For my birthday, my co-workers got me one of the most thoughtful gifts that I have ever received. They got me a cute display box full of cards with over 200 different sayings on them. A literal box of positive inspiration.
It sits right on the base of my computer monitor, wowing me with wisdom for 8+ hours a day, 5 days a week.
And because I'm "that girl", I constantly find myself taking pictures of different quotes, and sending them to people, or wanting to put them on Instagram, because I feel like it is something that the people around me would also benefit from remembering every now and then. Yesterday, I walked into work, and decided I was ready for a new quote. Sometimes they last a day, sometimes a week, but I always seek to keep it relevant to where I am at in my life. And really, the quote I pulled yesterday... it is all about being who you want to be, and that is awesome. Do you want to know what it was?
That's it. I forget that a lot. That in my life, I get to set the rules, and determine who is granted what power over me. Even at work, I choose to work in an environment where I have a certain boss, or certain co-workers. I choose to live in a Country with certain leaders, and a given set of moral standards. These are my CHOICES. They weren't things that "happened" to me, they were things that I decided upon, either through apathy, or through deliberate decision.

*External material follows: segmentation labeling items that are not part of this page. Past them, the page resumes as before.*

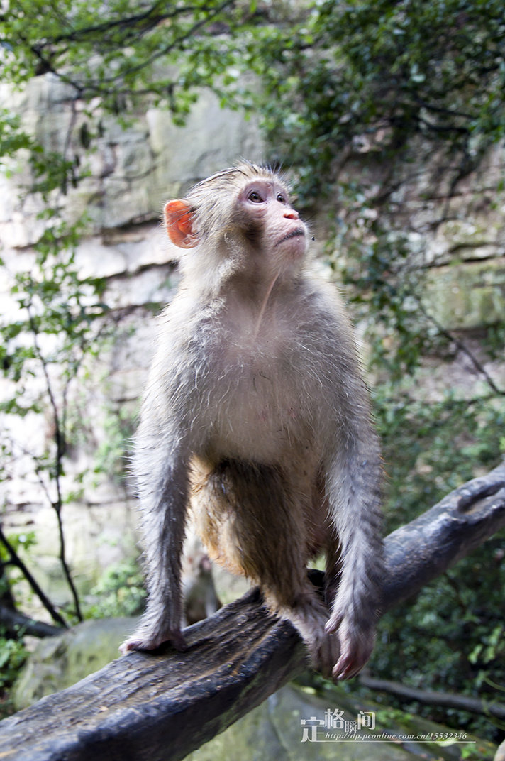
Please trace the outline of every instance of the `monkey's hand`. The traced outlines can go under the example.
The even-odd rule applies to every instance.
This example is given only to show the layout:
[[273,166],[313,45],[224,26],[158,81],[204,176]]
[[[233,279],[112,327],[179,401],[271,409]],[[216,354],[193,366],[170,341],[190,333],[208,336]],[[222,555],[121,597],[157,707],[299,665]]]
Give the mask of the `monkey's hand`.
[[340,655],[333,667],[332,678],[336,682],[355,677],[372,654],[375,626],[358,626],[345,616],[333,613],[325,630],[329,634],[336,632],[340,642]]
[[157,650],[164,642],[170,642],[176,650],[183,652],[187,650],[186,640],[180,629],[160,629],[154,626],[141,626],[119,646],[119,651],[125,655],[132,650]]

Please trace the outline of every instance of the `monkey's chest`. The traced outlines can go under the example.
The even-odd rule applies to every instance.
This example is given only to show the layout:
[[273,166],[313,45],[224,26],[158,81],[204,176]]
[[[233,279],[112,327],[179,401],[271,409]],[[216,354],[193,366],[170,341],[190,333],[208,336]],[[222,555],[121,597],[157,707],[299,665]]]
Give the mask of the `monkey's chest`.
[[281,459],[309,438],[306,400],[276,358],[228,358],[209,405],[208,441],[217,456]]

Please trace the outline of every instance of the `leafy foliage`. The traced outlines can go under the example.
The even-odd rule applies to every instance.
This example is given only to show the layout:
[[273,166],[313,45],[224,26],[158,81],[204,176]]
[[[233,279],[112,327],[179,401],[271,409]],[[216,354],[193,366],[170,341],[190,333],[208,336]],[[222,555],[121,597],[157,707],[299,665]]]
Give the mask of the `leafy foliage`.
[[[419,244],[503,137],[504,43],[500,0],[319,0],[296,9],[233,0],[20,0],[4,3],[0,14],[3,81],[22,88],[49,74],[65,83],[89,116],[78,128],[83,154],[103,113],[127,119],[145,98],[181,123],[197,88],[209,86],[224,104],[261,115],[274,146],[269,158],[289,161],[300,204],[320,211],[319,199],[326,200],[329,257],[368,329],[391,527],[492,466],[505,447],[503,390],[465,336],[430,318]],[[29,151],[33,188],[46,198],[83,175],[70,151],[44,150],[0,112],[0,151],[10,171],[20,151]],[[416,229],[408,227],[413,199],[437,209]],[[65,393],[83,352],[93,350],[100,284],[81,283],[71,255],[55,255],[64,234],[55,222],[38,247],[39,274],[21,273],[14,286],[26,319],[5,325],[0,361],[20,389],[39,361],[63,368]],[[37,348],[43,334],[57,339],[49,354]],[[503,335],[503,324],[488,328],[490,356],[500,356]],[[451,358],[456,349],[466,351],[485,394],[451,393],[427,403],[419,393],[427,355]],[[41,406],[14,395],[4,409],[22,416]],[[63,408],[55,409],[64,423]],[[56,479],[67,435],[60,428],[56,459],[37,465]],[[503,680],[503,552],[497,537],[427,587],[415,607],[389,614],[377,671],[470,693]]]

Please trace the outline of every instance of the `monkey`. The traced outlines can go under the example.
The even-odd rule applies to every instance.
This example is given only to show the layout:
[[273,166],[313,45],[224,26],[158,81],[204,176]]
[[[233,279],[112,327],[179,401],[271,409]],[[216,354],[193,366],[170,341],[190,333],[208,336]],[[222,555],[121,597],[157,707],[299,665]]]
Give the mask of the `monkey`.
[[181,571],[183,627],[208,618],[221,607],[212,576],[212,563],[199,538],[192,531],[189,533],[183,552]]
[[[241,161],[164,207],[181,249],[133,453],[148,604],[123,652],[180,629],[191,514],[210,557],[259,584],[312,666],[354,676],[374,645],[382,465],[350,321],[312,272],[284,178]],[[322,596],[307,562],[326,555]]]

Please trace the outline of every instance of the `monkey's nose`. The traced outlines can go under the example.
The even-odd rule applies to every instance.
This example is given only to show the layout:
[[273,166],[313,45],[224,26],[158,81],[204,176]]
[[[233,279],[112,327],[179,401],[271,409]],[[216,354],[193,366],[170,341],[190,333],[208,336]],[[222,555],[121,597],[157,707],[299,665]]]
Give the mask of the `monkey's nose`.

And if I don't like things, I also have a choice. A choice to change the rules, and to find a way around.
It was heavy stuff for a Monday morning, I promise you that. But it was the heavy stuff that my heart needed to remember. Sometimes it's easy to get stuck in this idea that I "ended up" somewhere, or "it came out of nowhere". That isn't entirely the case. In the end, I put myself into a situation where life can happen, and it does. That's not a bad thing, it's just a thing. It's when I quit taking ownership of my choices that things tend to get bad.
So today, the thing is to live with a little bit more intention for my choices. 3% more. And 3% more the next day. Until someday, maybe, I'll be aware of how the small choices I make are creating the rules that shape my life.